Indeed, $l_1=(1,1,1,1,-4)$ , so 1+1+1+1+(-4)=0

$l_2=(1,-1,3,-2,-1)$ , so 1+(-1)+3+(-2)+(-1)=0

$u_1=(2,-3,4,-5,2)$ , 2+(-3)+4+(-5)+2=0

$u_2=(-6,9,-12,15,-6)$ , (-6)+9+(-12)+15+(-6)=0

$u_3=(3,−2,7,−9,1)$ , 3+(-2)+7+(-9)+1=0

$u_4=(2,−8,2,−2,6)$ , 2+(-8)+2+(-2)+6=0

$u_5=(−1,1,2,1,−3)$ , (-1)+1+2+1+(-3)=0

$u_6=(0,−3,−18,9,12)$ , 0+(-3)+(-18)+9+12=0

$u_7​=(1,0,−2,3,−2)$ , 1+0+(-2)+3+(-2)=0

$u_8​=(2,−1,1,−9,7)$ , 2+(-1)+1+(-9)+7=0

So all vectors in $L\cup\{u_1,u_2,u_3,u_4,u_5,u_6,u_7,u_8\}$ satisfy the equation $x_1+x_2+x_3+x_4+x_5=0$, that is $(1,1,1,1,1)\cdot (x_1,x_2,x_3,x_4,x_5)=0$

Let $T\vec{x}=(1,1,1,1,1)\cdot\vec{x}$ , then $L\cup\{u_1,u_2,u_3,u_4,u_5,u_6,u_7,u_8\}\subset\ker T$. Since $ImT\neq{0} (\bigl|(1,1,1,1,1)\bigr|^2\in ImT$) and $ImT\subset R$ , we have $\dim ImT=1$

Dimensional theorem (https://en.wikipedia.org/wiki/Dimension_theorem_for_vector_spaces) tells us that $\dim\ker T+\dim ImT=\dim V$, that is $\dim\ker T+1=5$, so $\dim\ker T=4$.

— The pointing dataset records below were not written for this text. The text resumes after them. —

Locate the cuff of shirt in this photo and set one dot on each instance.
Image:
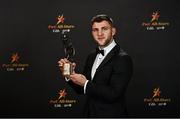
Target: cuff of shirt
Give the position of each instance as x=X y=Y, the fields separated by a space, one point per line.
x=85 y=86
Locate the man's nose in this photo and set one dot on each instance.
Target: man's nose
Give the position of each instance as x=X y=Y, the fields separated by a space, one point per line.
x=100 y=33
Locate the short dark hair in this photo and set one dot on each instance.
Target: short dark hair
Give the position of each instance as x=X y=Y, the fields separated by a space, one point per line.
x=100 y=18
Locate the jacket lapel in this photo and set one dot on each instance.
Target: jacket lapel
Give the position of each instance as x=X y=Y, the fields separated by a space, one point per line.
x=113 y=52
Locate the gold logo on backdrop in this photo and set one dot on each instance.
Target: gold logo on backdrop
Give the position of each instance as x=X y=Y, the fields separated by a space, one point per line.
x=62 y=100
x=60 y=19
x=155 y=16
x=15 y=64
x=155 y=23
x=62 y=94
x=157 y=99
x=60 y=24
x=14 y=58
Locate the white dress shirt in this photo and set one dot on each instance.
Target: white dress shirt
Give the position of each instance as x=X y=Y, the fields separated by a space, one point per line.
x=98 y=60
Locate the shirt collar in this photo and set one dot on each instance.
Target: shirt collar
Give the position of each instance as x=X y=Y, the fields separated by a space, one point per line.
x=108 y=48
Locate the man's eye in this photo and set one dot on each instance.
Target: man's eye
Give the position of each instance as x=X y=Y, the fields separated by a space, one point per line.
x=105 y=28
x=94 y=30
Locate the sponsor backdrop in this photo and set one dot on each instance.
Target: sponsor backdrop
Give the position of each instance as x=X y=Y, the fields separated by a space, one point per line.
x=31 y=45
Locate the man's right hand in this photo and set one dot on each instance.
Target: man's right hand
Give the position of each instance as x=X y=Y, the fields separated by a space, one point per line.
x=61 y=63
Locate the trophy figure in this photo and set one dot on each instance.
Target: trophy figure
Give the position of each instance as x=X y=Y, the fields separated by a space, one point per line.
x=69 y=53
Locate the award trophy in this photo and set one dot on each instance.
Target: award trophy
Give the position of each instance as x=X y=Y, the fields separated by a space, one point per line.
x=69 y=53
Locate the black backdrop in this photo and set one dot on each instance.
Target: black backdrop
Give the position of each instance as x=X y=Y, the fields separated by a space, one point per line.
x=24 y=30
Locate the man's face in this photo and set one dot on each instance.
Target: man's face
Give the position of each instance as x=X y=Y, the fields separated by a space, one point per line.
x=103 y=33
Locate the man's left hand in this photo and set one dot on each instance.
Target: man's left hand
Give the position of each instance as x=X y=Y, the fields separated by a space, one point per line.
x=78 y=79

Since $\langle L\cup\{u_1,u_2,u_3,u_4,u_5,u_6,u_7,u_8\}\rangle\subset\ker T$, we have $\dim\langle L\cup\{u_1,u_2,u_3,u_4,u_5,u_6,u_7,u_8\}\rangle\le\dim\ker T=4$, therefore $\langle L\cup\{u_1,u_2,u_3,u_4,u_5,u_6,u_7,u_8\}\rangle\neq V$ . We cannot choose $H$ such that $\langle L\cup H\rangle = V$.